Many graduate programs in speech language pathology are accredited by the Council on Academic Accreditation, which is part of the American Speech-Language-Hearing Association. In most cases, graduation from such a council- accredited program is a requirement to obtain a state license.

Your graduate coursework will include classes such as linguistics, psychology, early childhood language disorders, advanced diagnostic procedures and rehabilitative audiology. If you plan to work as a researcher or scholar, you may want to consider obtaining a doctorate degree in speech or language pathology.

Step 4: Obtain a State License

Obtaining a state license as a speech language pathologist means you'll need to fulfill several requirements, according to the BLS. You'll need to pass the Praxis Series of the Educational Testing Service, which administers a national examination.
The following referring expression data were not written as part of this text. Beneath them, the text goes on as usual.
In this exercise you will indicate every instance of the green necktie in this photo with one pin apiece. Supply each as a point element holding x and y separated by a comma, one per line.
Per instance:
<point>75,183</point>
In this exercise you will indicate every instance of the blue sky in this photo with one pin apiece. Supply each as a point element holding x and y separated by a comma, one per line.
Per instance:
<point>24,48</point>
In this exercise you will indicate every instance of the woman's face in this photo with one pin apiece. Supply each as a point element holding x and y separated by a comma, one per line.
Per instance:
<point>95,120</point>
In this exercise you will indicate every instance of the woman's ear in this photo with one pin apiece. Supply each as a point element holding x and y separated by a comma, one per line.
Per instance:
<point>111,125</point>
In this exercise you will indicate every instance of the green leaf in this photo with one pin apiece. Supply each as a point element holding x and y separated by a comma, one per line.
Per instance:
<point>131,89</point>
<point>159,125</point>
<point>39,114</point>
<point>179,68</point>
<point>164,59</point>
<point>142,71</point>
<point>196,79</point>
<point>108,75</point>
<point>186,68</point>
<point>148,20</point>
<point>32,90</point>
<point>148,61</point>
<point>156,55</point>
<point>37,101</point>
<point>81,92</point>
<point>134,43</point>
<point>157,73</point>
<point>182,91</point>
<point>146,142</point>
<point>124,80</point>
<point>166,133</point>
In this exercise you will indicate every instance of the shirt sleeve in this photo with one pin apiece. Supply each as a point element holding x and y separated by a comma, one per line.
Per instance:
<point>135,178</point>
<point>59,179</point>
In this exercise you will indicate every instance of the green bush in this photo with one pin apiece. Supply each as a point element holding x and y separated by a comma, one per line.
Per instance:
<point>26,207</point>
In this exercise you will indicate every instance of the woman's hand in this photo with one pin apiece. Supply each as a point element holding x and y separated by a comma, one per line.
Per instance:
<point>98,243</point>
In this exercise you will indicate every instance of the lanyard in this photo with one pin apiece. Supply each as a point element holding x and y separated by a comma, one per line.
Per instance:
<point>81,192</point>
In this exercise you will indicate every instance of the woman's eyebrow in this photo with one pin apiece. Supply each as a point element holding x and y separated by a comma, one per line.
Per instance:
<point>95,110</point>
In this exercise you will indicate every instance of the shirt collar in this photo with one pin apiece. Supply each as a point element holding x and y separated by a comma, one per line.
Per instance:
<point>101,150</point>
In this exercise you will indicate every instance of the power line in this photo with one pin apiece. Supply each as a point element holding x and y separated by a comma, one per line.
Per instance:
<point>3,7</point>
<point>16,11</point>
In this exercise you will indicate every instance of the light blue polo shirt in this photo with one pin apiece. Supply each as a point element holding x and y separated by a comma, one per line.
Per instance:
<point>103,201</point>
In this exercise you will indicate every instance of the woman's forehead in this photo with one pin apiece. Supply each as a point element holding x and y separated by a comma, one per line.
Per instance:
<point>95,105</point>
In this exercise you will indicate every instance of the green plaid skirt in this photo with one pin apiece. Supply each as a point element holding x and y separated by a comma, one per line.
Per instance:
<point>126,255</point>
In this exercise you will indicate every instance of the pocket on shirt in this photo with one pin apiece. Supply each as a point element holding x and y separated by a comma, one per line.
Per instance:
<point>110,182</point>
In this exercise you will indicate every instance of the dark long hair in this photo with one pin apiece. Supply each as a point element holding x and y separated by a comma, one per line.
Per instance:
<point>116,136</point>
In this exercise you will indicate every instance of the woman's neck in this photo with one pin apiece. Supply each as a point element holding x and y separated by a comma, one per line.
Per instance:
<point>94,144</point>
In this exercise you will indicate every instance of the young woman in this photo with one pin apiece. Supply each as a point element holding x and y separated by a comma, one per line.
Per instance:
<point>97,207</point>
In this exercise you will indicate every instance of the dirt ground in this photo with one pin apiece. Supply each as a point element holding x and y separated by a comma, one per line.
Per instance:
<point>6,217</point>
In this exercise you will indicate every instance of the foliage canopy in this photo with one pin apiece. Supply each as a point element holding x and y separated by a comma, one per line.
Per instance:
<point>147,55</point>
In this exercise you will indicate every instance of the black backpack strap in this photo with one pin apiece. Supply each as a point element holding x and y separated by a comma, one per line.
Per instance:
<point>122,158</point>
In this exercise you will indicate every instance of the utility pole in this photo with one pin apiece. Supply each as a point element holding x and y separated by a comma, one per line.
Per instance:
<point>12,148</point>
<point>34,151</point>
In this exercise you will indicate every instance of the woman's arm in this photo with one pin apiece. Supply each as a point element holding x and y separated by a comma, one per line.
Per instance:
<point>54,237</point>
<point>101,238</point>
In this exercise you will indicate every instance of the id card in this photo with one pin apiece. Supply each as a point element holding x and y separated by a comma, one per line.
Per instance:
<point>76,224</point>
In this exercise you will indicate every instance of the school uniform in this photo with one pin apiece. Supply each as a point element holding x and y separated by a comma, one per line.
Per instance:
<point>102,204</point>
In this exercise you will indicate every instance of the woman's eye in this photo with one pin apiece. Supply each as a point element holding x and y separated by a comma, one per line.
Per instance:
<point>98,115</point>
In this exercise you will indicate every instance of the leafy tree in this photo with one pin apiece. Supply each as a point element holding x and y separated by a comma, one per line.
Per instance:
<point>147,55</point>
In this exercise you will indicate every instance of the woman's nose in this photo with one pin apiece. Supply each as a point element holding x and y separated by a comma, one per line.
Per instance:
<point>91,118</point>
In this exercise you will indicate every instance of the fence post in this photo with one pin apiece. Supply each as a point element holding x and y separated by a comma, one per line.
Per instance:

You'll also need to amass up to 375 hours of supervised clinical work experience and obtain at least nine months of professional postgraduate experience.

If you'd like to work as a speech pathologist at a school, you may also need to earn the Certificate of Clinical Competence in Speech Language Pathology (CCC-SLP), which is awarded by the American Speech-Language-Hearing Association. This credential requires completion of a postgraduate fellowship, 400 hours of supervised clinical practice and a passing score on the Praxis Series test. Speech language pathologists are often required to participate in continuing education courses to renew their licenses.

Step 5: Seek Advancement Opportunities

Years of experience as a speech language pathologist may lead to advancement opportunities, including supervisory or mentoring positions. You can become a specialist in an area of speech therapy by taking professional continuing education courses. This will allow you to work closely with specific groups of patients, such as children or individuals with learning disorders.

What Are Some Related Alternative Careers?

Audiologists work with individuals who may be suffering from hearing loss and balance issues. They are normally required to have a doctoral degree. Speech-language pathologists often work in conjunction with physical therapists and occupational therapists. Physical therapists work with individuals who need to improve their mobility. Like audiologists, they need a doctoral degree. Occupational therapists need a master's degree, and work with individuals who are injured, disabled or ill and need to learn or relearn skills needed for everyday tasks. These roles are comparable to that of a speech-language pathologist because the patients may have similar issues affecting their abilities, such as a disability or injury, and like speech-language pathologists they must assess the patient, diagnose, and initiate a treatment plan to address their specific needs.